I was having a conversation with a friend over something that had been weighing on me. I asked her opinion like I do every single time I need to make a decision, even though I know exactly which way I’m leaning. The strangest thing happened. She gave me her opinion along with a healthy dose of reality. It wasn’t what I wanted to hear. My heart sank a bit. It stung. I was offended at first and thought, “geesh, I was just telling you my thoughts, because I am a human and I am allowed to have my own thoughts. You didn’t have to be harsh!” And then I remembered that she too is human and if I didn’t want her input, I shouldn’t have asked. Still seeking approval, I replied, “yeah, you’re right. I really needed to hear that!” That was a lie. I didn’t need to hear that. Although she was right, I didn’t need to hear it. I wasn’t upset that she was right though. I was upset because I wasn’t validated. I was upset at myself for seeking that validation. I never allow myself to just feel what I feel. I have to run it past someone else first, sometimes multiple people, just to confirm that I am okay. Instead, I felt shame for not feeling the “right” way. After a few minutes of misplaced frustration, I realized it was my own damn fault.
I remember instances from my childhood, where I was trying so hard to fit in, I would make up stories. And I remember being made fun of. I remember feeling like a constant let down. It’s another junk folder I need to delete. I seek approval to the point that I no longer know what I want. Even when I do know what I want, I seek approval until someone else’s view becomes my own. I seek approval as if it determines my worth. I seek approval when I know what I’m doing is wrong. Or right. It doesn’t matter! I seek approval from men in ways that have caused others to hate me, including myself. I seek approval by trying so hard to make someone like me that I hurt someone else in the process. Some would consider it “girl talk” but now I see it as only being a mean girl. When that happens and we play our part to be included, it never gains the approval of others, it eliminates any chance of building trust. I seek approval from people who would turn their backs on me in a heartbeat. I sit here and ask myself, “how’s that workin out for ya?”
I cannot believe that it has taken me so long to see that seeking approval is not only damaging to me, but to other people as well.
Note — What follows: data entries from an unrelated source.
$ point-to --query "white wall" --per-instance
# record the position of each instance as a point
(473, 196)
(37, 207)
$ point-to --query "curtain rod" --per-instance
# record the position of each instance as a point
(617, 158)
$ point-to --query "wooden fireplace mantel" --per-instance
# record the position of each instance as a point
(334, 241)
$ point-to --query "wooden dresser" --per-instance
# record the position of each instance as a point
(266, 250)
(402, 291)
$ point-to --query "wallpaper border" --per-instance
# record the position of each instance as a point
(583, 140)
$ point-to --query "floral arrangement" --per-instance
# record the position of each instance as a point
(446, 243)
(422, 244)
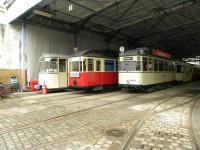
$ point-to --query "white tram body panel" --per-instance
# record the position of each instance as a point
(183, 72)
(53, 71)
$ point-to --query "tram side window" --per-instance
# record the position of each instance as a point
(90, 65)
(166, 66)
(70, 66)
(98, 65)
(178, 68)
(62, 65)
(84, 65)
(155, 65)
(160, 65)
(75, 66)
(150, 65)
(138, 68)
(53, 66)
(144, 64)
(109, 65)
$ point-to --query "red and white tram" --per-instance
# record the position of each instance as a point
(93, 69)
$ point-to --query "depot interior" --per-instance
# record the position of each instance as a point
(30, 28)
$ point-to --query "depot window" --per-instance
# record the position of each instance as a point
(49, 66)
(161, 67)
(156, 65)
(98, 65)
(75, 66)
(150, 64)
(144, 60)
(109, 65)
(90, 65)
(178, 69)
(62, 65)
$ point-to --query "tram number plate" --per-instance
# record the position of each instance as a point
(128, 58)
(74, 74)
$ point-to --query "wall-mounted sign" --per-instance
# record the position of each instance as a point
(161, 53)
(128, 58)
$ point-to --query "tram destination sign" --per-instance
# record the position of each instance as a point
(128, 58)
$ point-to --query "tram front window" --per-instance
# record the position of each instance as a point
(75, 66)
(50, 65)
(129, 66)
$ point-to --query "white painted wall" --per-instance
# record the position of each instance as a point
(38, 40)
(41, 40)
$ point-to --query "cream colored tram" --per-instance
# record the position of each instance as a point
(142, 71)
(53, 71)
(183, 72)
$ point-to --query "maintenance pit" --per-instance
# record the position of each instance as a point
(165, 119)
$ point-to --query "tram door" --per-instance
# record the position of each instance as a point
(63, 73)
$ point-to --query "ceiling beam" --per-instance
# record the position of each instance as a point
(128, 9)
(95, 12)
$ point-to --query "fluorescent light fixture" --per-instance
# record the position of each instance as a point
(42, 13)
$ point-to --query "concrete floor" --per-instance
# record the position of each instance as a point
(166, 119)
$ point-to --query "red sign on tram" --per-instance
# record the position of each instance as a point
(161, 53)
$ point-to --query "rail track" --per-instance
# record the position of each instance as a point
(70, 113)
(152, 112)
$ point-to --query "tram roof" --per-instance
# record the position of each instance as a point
(98, 53)
(51, 55)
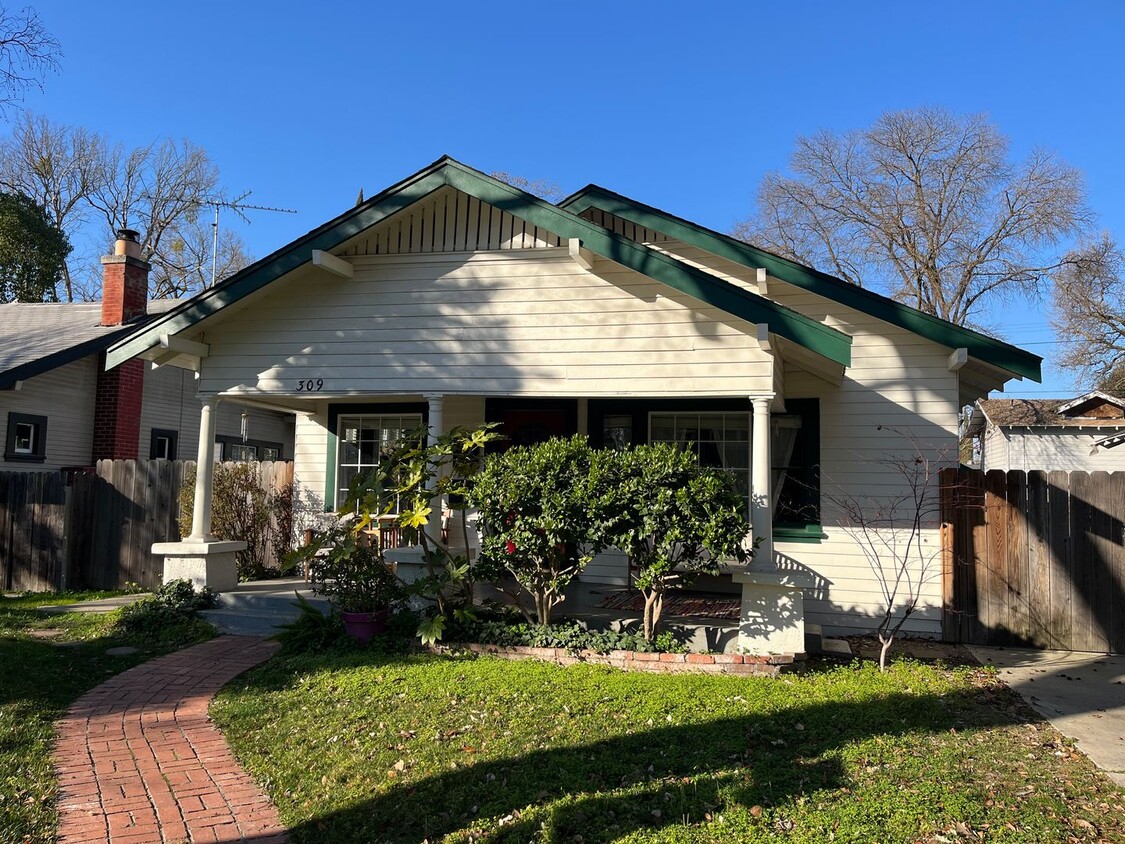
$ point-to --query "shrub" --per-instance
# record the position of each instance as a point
(674, 518)
(169, 616)
(243, 510)
(534, 519)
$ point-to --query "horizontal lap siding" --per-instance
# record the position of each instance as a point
(487, 324)
(449, 222)
(897, 379)
(65, 397)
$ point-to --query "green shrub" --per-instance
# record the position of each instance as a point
(244, 511)
(169, 616)
(536, 521)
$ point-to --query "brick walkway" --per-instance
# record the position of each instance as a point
(138, 760)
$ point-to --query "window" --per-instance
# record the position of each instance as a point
(162, 443)
(362, 439)
(27, 438)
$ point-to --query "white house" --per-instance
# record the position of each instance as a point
(452, 298)
(62, 409)
(1065, 434)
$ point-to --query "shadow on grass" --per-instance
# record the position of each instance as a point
(650, 780)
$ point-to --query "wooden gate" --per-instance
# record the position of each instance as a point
(1034, 558)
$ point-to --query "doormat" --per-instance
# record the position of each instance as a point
(703, 605)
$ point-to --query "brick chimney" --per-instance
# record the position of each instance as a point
(125, 280)
(119, 391)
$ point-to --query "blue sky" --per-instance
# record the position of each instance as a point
(681, 105)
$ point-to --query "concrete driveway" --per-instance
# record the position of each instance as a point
(1081, 694)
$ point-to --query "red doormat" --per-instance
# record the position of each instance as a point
(705, 605)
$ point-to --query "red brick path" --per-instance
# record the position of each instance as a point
(140, 761)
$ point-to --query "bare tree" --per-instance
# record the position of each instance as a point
(542, 188)
(926, 204)
(185, 263)
(892, 529)
(27, 53)
(55, 165)
(1089, 313)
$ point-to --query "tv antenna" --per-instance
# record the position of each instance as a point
(239, 207)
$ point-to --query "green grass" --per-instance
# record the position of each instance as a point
(357, 747)
(39, 676)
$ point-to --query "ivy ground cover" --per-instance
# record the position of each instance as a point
(357, 747)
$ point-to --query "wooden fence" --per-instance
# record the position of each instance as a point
(1034, 558)
(96, 529)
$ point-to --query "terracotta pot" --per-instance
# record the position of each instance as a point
(363, 626)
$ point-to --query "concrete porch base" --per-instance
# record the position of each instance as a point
(772, 620)
(205, 563)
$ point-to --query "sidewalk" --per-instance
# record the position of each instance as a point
(1081, 694)
(138, 760)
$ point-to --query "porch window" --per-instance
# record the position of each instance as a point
(362, 439)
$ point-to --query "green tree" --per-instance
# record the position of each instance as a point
(536, 520)
(33, 251)
(674, 518)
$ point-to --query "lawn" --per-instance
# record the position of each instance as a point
(46, 662)
(359, 747)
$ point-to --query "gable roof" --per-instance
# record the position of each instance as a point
(730, 298)
(36, 338)
(983, 348)
(1037, 413)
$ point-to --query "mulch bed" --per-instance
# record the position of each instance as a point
(702, 605)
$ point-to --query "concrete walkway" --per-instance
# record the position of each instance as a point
(138, 760)
(1081, 694)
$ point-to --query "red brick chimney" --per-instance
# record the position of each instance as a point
(117, 403)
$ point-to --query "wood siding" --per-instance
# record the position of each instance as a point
(65, 397)
(523, 324)
(448, 222)
(1062, 449)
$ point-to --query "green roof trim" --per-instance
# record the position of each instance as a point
(983, 348)
(698, 284)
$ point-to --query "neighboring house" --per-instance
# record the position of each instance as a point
(61, 409)
(1068, 434)
(452, 298)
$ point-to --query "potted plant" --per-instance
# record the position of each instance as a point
(357, 580)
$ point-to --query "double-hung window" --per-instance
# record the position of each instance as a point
(362, 439)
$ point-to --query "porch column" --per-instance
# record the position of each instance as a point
(205, 472)
(761, 494)
(200, 557)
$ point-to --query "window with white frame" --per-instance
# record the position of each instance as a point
(720, 440)
(27, 438)
(362, 439)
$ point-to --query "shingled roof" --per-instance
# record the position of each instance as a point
(37, 337)
(1040, 413)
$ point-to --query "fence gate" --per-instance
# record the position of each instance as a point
(1034, 558)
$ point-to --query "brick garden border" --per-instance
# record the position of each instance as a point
(740, 664)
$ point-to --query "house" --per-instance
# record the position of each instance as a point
(452, 298)
(1065, 434)
(62, 409)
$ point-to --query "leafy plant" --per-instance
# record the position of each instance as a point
(170, 614)
(534, 517)
(352, 573)
(421, 479)
(674, 518)
(244, 510)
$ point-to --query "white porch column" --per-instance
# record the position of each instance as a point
(205, 473)
(200, 557)
(761, 494)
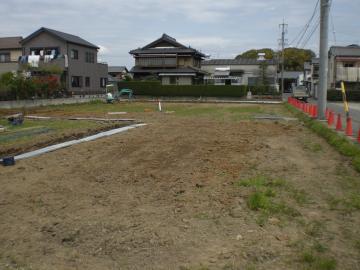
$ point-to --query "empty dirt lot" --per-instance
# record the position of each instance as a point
(203, 187)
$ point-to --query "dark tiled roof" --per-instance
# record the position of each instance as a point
(10, 43)
(117, 69)
(166, 50)
(164, 38)
(166, 70)
(241, 61)
(178, 47)
(352, 50)
(64, 36)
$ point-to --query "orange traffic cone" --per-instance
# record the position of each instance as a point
(338, 123)
(348, 130)
(331, 118)
(312, 112)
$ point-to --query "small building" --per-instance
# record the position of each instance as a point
(344, 65)
(118, 73)
(10, 51)
(242, 71)
(291, 78)
(167, 60)
(75, 57)
(311, 76)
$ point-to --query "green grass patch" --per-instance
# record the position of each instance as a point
(340, 143)
(314, 261)
(314, 228)
(31, 129)
(264, 197)
(313, 147)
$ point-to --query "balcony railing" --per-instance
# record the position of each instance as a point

I have spent decades, (DECADES) with approval addiction. Stuck in this loop of covering up who I am and pretending to be someone I’m not in order to be accepted. This acceptance was so important to me that if I felt rejection, I would spiral down the road of self-destruction. I apologized profusely for acting a certain way, saying a certain thing, not being what I thought someone wanted me to be. I worried incessantly about others being mad at me. I asked questions relentlessly. “Are you mad at me?” “Did I upset you?” “Am I an idiot?” “Did I say something stupid?”. It’s exhausting. The obsessiveness was unbearable. It kept me up at night. A million questions were always racing through my head about what I did wrong or how I can fix something that is probably better off broken. Making a decision was almost impossible for me because I had to make sure that it would be pleasing to everyone else. Crazy, right? I have let the opinions of other people run my life!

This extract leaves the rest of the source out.